Discuss (Total votes: 26,504)

Comment »

SportsNation isn't buying Blue Jays general manager J.P. Ricciardi's July 28 trade deadline (apparently, neither is he), but voters are still basically split 50-50 when it comes to the probability of any deal at all involving Roy Halladay. And if neither Halladay nor Indians ace Cliff Lee files a change-of-address form before August, there likely won't be any additions this year to Jerry Crasnick's list of the most noteworthy trades involving aces since 2000.

It's difficult to establish a firm grading process for these deals.
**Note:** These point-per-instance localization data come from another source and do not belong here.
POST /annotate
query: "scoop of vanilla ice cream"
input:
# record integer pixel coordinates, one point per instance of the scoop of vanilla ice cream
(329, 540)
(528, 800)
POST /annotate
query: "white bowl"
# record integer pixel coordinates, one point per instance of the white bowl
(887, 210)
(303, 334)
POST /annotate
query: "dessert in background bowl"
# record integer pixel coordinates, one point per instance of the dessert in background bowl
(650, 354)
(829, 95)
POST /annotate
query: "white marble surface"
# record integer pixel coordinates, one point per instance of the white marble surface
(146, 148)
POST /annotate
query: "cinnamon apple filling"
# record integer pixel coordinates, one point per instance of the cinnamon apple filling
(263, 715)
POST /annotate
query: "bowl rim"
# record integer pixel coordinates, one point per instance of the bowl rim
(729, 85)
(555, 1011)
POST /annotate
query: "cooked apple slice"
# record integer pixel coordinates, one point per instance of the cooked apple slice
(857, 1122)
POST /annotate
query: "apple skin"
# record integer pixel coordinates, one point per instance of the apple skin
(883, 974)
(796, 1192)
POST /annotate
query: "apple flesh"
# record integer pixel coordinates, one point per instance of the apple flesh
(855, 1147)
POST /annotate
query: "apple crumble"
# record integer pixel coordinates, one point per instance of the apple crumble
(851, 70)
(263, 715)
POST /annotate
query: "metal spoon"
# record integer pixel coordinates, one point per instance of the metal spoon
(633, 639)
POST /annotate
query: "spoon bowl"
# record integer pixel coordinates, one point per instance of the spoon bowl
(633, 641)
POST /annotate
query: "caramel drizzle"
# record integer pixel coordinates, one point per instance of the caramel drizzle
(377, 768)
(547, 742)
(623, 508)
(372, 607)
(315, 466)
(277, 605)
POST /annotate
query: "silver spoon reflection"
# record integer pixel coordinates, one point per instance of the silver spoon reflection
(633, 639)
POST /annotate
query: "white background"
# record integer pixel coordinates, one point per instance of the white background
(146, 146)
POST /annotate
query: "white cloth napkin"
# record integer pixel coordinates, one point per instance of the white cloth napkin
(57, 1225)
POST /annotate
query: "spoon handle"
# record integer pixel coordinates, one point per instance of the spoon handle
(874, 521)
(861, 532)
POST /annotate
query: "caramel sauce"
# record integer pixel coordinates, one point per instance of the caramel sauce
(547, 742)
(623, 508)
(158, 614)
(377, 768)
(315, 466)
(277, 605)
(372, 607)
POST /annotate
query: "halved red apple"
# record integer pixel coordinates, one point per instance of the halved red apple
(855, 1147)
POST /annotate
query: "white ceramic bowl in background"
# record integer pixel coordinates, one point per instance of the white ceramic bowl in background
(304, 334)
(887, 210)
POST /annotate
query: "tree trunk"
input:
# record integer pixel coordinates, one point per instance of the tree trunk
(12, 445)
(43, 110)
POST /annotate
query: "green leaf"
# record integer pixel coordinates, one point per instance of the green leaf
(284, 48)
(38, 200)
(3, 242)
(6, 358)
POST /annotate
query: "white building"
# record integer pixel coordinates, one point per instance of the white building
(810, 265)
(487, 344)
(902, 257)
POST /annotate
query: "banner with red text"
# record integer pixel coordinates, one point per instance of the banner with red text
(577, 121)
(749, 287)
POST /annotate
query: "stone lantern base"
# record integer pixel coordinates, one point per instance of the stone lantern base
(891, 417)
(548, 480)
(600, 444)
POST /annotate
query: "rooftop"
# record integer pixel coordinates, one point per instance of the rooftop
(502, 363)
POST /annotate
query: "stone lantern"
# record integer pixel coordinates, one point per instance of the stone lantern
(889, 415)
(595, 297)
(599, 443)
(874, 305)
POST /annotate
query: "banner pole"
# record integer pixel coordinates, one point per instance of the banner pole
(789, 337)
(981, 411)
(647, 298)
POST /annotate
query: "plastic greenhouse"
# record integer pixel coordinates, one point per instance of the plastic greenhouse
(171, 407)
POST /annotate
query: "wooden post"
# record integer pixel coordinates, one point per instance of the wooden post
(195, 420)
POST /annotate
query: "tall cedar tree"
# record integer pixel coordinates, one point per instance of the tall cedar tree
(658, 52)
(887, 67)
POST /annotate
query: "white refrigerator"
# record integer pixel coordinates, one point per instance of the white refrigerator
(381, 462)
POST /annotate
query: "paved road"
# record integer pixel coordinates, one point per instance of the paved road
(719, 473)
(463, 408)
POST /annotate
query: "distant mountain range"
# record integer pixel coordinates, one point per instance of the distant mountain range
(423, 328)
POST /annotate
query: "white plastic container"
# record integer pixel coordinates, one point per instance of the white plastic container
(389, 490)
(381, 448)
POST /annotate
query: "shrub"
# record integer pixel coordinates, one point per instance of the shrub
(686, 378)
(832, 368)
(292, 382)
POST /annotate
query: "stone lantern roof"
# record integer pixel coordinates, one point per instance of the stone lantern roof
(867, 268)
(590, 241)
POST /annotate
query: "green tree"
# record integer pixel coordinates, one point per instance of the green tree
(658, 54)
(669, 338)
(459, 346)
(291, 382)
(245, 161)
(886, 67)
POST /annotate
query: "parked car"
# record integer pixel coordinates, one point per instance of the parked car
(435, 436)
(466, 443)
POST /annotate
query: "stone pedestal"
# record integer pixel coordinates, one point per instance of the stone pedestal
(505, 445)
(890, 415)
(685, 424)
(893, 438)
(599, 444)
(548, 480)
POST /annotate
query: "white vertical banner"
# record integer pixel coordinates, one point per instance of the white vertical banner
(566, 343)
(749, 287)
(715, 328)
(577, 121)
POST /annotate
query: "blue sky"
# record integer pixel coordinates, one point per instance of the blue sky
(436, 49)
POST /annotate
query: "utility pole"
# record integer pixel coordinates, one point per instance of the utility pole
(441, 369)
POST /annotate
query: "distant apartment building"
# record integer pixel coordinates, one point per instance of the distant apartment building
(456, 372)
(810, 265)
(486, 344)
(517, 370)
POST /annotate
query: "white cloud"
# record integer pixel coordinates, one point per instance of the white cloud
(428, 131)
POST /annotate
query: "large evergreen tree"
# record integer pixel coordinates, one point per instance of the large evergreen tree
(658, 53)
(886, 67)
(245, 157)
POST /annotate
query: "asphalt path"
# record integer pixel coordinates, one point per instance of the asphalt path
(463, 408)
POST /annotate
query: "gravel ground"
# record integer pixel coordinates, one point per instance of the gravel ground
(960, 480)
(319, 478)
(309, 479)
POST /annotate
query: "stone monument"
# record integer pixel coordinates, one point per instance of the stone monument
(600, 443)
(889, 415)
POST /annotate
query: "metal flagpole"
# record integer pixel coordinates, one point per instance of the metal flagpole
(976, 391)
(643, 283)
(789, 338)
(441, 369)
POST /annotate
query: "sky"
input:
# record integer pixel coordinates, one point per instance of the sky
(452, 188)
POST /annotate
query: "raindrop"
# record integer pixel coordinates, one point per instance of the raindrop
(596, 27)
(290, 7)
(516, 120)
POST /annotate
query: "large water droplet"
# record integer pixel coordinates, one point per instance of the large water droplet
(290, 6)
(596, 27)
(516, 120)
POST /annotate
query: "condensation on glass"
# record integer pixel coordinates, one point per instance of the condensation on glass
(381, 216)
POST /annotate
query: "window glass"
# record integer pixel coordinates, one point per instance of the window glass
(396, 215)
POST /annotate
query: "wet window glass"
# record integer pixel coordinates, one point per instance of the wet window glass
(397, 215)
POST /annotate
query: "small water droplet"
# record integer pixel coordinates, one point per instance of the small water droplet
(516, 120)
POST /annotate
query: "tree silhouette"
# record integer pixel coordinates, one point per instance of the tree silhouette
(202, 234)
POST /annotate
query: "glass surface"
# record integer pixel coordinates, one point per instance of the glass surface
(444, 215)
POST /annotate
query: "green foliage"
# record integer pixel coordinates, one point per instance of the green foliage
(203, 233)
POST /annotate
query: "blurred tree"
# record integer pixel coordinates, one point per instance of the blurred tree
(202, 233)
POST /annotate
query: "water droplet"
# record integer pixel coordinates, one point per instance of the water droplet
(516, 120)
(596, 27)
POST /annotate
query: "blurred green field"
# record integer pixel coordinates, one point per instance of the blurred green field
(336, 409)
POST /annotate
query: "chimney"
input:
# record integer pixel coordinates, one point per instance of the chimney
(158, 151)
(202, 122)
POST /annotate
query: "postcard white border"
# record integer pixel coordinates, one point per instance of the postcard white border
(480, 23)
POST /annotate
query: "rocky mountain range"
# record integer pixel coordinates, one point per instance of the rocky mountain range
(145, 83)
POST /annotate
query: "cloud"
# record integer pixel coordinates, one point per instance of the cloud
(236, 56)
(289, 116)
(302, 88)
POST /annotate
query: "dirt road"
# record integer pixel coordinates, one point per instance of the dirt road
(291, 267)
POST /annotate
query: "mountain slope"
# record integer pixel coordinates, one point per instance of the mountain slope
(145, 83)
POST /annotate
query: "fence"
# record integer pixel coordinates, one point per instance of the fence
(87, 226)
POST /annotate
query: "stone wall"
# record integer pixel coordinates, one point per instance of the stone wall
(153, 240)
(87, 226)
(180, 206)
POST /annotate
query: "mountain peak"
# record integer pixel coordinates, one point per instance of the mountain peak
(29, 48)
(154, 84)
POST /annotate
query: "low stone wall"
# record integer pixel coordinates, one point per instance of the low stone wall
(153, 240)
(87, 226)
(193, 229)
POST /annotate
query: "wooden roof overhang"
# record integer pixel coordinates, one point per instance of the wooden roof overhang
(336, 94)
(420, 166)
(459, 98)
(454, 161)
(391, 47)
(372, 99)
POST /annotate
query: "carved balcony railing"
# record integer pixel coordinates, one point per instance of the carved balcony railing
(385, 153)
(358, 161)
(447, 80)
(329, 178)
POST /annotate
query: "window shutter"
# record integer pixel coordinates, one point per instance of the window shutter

The Diamondbacks didn't benefit in the short term when they traded for Curt Schilling in the middle of the 2000 season, but they won the World Series the next season with him. And it's not like they ever really missed Travis Lee, Vicente Padilla or Omar Daal. The Brewers didn't win it all with CC Sabathia last season, but they got a summer's worth of pennant race, and quite possibly a playoff berth, because of the big guy. That's a good deal, right?

In the end, it's probably safe to say that if you make a trade and no longer have a franchise in a few years (hello, Montreal!), you probably weren't the winner in the deal. Beyond that, it's a matter of debate. And that's what we live for.

gillie108

I hate the Red Sox, but getting Beckett and Lowel was as good as when they got Doug Mientkiewicz and Orlando Cabrera. I knew then The Yankees wouldn't be going to the World Series that year.

-- gillie108
berberage

Giving the Twins and Bill Smith a "D" for the Santana trade is charitable, to say the least. You don't have to look any further than the GM role to see why the Twins have gone from perennial contenders to irrelevance in such a short span of time. Terry Ryan was one of the best GMs in baseball; so far, Bill Smith appears to be one of the worst.